Bitcoin is currently trading around $8,000 after failing to break $10,000 in its last short-lived bull run, peaking at $9,836 on May 5th. Analysts are still deeply divided over whether Bitcoin will slide or soar by the end of the year.
Speaking at the cryptocurrency and blockchain conference Consensus on May 16, Jack Dorsey, CEO of Twitter and Square, remarked that he hopes Bitcoin will become the native cryptocurrency of the internet. “This technology is a fundamental shift to our world and can have so many positive outcomes.” Despite his enthusiasm and his conviction about the internet having a native currency that he hopes will be Bitcoin, he said, “I don’t know if it’ll be Bitcoin or not.”
Prognosticators ride a new tide almost daily with words of condemnation coming as fast as the praise. Recent comments from revered billionaire investors Warren Buffett and Bill Gates, the former comparing Bitcoin to rat poison and the later calling Bitcoin ‘greater fool theory’ type of investment, have reverberated across mainstream news outlets as the grand touché knocking Bitcoin.
A look at the adoption of coffee, margarine, the commercial tractor and other widely used and accepted products and innovations show massive public resistance before these inventions went mainstream.
Calestous Juma, former professor and faculty chair at Harvard Kennedy School, and author of Innovation and Its Enemies, explored the introduction of a range of products and the resistance that followed. Applying his theoretical concept of “evolutionary technological change” and citing 600 years of economic history, he shows the roots of resistance to new technologies.
Not all resistance is created equal. Although resistance has left a trail of broken promises, with losers and winners, it has also played a vital role in creating products and technologies that are more secure, safe, practical, efficient and robust.
Coffee
“Coffee was the subject of opposition for nearly 300 years. There have been many products that have been the subject of similar resistance, ranging from tractors, refrigeration, printing of the Koran, recorded music, which was banned several times in this country.” (clip)

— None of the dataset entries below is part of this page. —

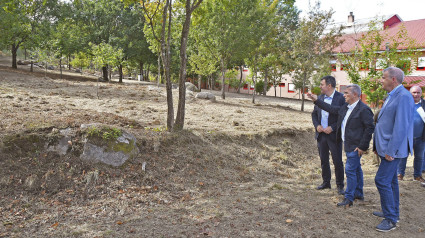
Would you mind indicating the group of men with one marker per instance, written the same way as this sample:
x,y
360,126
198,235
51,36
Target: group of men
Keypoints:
x,y
343,120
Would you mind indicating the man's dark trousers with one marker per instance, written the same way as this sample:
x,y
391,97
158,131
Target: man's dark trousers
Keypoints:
x,y
327,143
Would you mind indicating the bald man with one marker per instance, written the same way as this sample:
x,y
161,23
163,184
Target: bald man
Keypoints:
x,y
418,138
392,141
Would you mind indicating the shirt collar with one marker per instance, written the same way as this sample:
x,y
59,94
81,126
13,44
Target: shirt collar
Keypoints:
x,y
395,89
332,95
353,105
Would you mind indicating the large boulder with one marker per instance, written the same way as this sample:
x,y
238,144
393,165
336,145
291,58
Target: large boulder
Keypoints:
x,y
191,87
108,145
205,95
64,143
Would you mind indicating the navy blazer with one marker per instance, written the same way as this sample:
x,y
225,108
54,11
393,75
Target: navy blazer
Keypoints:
x,y
394,127
359,126
316,115
423,107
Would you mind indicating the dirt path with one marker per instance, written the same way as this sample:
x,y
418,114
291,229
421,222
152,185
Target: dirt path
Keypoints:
x,y
239,170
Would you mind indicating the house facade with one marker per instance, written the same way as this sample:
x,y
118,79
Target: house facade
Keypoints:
x,y
353,31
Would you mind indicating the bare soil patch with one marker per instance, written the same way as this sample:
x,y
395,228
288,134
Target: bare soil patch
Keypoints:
x,y
237,170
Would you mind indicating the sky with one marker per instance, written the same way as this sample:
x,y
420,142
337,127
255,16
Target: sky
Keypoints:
x,y
407,10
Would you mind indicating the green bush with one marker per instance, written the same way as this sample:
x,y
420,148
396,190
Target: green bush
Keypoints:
x,y
316,90
259,87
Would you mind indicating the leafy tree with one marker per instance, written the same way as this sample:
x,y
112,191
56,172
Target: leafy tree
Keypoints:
x,y
312,48
228,29
21,22
369,56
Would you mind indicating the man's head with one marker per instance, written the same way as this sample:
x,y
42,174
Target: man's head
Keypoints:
x,y
352,93
391,78
327,85
416,92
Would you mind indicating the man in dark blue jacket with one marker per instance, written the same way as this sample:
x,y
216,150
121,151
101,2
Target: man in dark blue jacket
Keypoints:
x,y
418,138
326,125
355,128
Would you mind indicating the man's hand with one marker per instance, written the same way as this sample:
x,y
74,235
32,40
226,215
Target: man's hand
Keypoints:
x,y
313,97
328,130
361,152
389,158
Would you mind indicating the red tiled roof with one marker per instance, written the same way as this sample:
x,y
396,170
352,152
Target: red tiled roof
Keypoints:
x,y
415,30
414,81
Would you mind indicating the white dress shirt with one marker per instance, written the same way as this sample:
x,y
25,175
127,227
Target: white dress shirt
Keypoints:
x,y
347,115
325,114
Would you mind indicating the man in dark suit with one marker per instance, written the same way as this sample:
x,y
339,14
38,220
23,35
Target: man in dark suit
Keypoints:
x,y
418,138
355,128
326,125
392,141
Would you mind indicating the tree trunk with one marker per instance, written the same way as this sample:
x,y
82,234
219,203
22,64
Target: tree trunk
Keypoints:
x,y
254,79
105,73
69,63
147,72
223,96
141,71
120,72
109,73
183,73
14,56
240,79
302,92
60,65
166,58
266,84
159,69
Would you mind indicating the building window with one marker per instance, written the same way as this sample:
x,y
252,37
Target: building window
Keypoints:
x,y
333,65
291,88
381,64
364,65
421,63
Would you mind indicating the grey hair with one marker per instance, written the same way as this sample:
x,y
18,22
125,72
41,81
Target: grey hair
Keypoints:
x,y
395,72
420,89
355,89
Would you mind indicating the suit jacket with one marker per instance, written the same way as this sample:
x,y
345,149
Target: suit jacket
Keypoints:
x,y
394,126
359,126
316,115
423,107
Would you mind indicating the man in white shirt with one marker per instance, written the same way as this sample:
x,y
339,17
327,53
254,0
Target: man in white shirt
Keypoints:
x,y
355,129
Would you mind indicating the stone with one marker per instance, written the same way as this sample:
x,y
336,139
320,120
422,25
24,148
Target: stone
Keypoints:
x,y
205,95
115,152
154,88
65,142
191,87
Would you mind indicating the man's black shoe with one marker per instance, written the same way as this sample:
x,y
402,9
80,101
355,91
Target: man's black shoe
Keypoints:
x,y
378,214
345,202
361,198
341,190
381,214
324,186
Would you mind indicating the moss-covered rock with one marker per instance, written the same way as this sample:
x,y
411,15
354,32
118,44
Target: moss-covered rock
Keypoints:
x,y
108,145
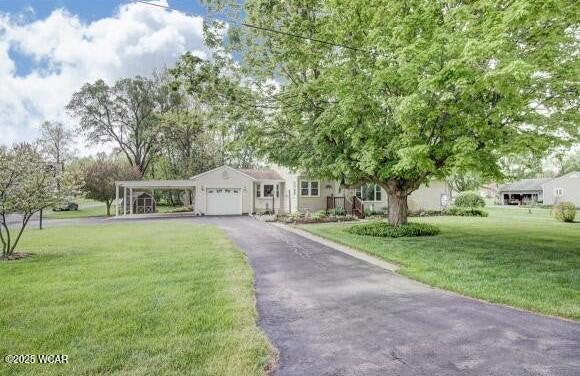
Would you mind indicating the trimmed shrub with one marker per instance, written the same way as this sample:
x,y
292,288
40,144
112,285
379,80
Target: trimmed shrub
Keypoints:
x,y
466,212
564,211
384,229
337,212
469,200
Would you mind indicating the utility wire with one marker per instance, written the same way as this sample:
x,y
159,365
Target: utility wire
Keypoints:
x,y
263,28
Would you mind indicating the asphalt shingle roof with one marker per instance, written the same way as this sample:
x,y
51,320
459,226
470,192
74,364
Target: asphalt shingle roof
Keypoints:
x,y
525,185
261,174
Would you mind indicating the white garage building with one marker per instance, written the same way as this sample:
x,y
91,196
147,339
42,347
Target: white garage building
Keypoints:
x,y
229,191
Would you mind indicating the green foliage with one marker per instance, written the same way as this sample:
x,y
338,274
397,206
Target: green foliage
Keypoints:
x,y
570,163
469,200
224,103
99,178
564,211
337,212
384,229
126,113
464,181
426,89
466,212
28,184
318,215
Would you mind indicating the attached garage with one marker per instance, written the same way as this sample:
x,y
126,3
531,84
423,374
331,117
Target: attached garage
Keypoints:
x,y
223,201
223,191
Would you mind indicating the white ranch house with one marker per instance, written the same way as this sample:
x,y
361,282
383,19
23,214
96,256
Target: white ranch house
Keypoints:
x,y
548,191
230,191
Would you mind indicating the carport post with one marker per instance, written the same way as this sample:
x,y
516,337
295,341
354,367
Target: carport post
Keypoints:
x,y
131,201
116,200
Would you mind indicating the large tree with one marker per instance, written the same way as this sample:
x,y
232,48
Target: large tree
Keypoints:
x,y
126,114
27,185
397,92
56,145
219,98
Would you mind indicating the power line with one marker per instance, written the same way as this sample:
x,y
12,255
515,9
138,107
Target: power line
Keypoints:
x,y
263,28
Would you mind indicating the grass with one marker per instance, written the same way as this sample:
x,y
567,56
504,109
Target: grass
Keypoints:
x,y
525,260
92,208
138,299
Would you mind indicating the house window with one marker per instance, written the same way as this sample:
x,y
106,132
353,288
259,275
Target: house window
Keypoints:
x,y
369,192
310,188
268,190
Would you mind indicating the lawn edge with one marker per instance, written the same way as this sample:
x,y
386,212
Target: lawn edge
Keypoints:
x,y
271,365
368,257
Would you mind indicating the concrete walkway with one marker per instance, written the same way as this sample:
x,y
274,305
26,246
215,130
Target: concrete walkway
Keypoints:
x,y
331,314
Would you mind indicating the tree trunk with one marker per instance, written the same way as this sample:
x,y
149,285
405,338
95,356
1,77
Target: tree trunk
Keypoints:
x,y
398,211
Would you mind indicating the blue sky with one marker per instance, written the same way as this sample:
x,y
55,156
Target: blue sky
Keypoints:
x,y
86,10
50,48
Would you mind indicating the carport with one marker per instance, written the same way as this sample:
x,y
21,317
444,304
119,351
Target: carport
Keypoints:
x,y
131,187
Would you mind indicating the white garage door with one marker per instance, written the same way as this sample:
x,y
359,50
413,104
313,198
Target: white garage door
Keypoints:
x,y
224,201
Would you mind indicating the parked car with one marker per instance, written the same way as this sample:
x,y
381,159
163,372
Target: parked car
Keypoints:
x,y
67,206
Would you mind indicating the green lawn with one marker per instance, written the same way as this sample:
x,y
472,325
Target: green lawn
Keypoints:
x,y
91,208
138,299
513,257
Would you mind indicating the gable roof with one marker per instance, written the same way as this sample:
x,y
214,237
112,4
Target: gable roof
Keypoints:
x,y
570,175
262,174
525,185
223,167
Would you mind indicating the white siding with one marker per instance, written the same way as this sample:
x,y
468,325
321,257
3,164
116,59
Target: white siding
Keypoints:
x,y
570,186
223,177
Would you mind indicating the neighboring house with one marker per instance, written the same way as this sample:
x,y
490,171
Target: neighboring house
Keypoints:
x,y
548,191
229,191
563,188
521,192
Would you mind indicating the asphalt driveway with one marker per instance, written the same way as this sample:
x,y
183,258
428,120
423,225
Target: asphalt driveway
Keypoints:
x,y
331,314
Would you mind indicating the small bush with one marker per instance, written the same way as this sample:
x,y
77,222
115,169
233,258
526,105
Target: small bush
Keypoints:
x,y
469,200
384,229
466,212
318,215
564,211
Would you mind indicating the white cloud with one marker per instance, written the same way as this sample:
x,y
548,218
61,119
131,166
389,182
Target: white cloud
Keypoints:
x,y
69,52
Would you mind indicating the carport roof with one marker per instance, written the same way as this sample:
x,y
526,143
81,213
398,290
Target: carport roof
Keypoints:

“The detractors were as colorful in their depiction of coffee as they were critical. A 1663 broadside entitled A Cup of Coffee: or, Coffee in Its Colours, derided those who had turned into Turks by drinking coffee. These ‘Pure English Apes’ the author charged, ‘might learn to eat Spiders.'”
“In 1673 the king sought to influence public opinion against coffee by issuing The Grand Concern of England explained, with little success. He asserted:
As for coffee, tea and chocolate, I know no good they do; only the places where they are sold are convenient for persons to meet in, sit half day and discourse with all companies that come in of State matters, talking of news and broaching of lies, arraigning the judgments and discretion of their governors, censuring all their actions, and insinuating into the ears of the people a prejudice against them; extolling and magnifying their own parts, knowledge and wisdom, and decrying that of their rulers; which if suffered too long, may prove pernicious and destructive.”
Pink Margarine
“The opponents used legislation as a way to curtail the adoption. Some of the legislation required that margarine was labeled and in many cases there were requirements for it to be colored pink so that it could be distinguished by consumers and rejected.” (clip)
“In 1886 the US Congress passed the Oleomargarine Act. The 1886 statue and subsequent amendments and laws, however, failed to slow the spread of margarine. Many consumers recognized margarine as providing the same service as butter at a significantly lower price, and that trumped the legislation. Margarine held its market position, and in many instances the voters rejected prohibitive margarine legislation in referendums.
A series of lawsuits were filed against the Oleomargarine Act of 1886. Courts sustained the law as a tax instrument within the federal government’s almost-plenary tax power. Lawsuits to invalidate the labeling or licensing requirements were also dismissed. Similar rulings upheld state laws restricting trade in margarine. In 1895, the Supreme Court upheld a Massachusetts law on the absolute prohibition of colored margarine. Laws were also passed to ensure that margarine crossing a state line would be subject to prohibition in the original packaging. Those laws were also upheld by the Supreme Court because they were an expression of the police power of the state.
The dairy industry needed to become more aggressive after it realized that state laws were not meeting its expectations and reducing the consumption of margarine. The dairy industry stepped up its efforts to get more aggressive and damaging legislation passed against margarine. At the dairy industry’s recommendation, some states made the laws more severe, while others prohibited the manufacture and sale of margarine altogether. Five states further stipulated that any product manufactured in imitation of butter must be dyed pink.”
Like every product or invention that arrives in its era and finds its audience, vanquishing the resistance is a matter of time.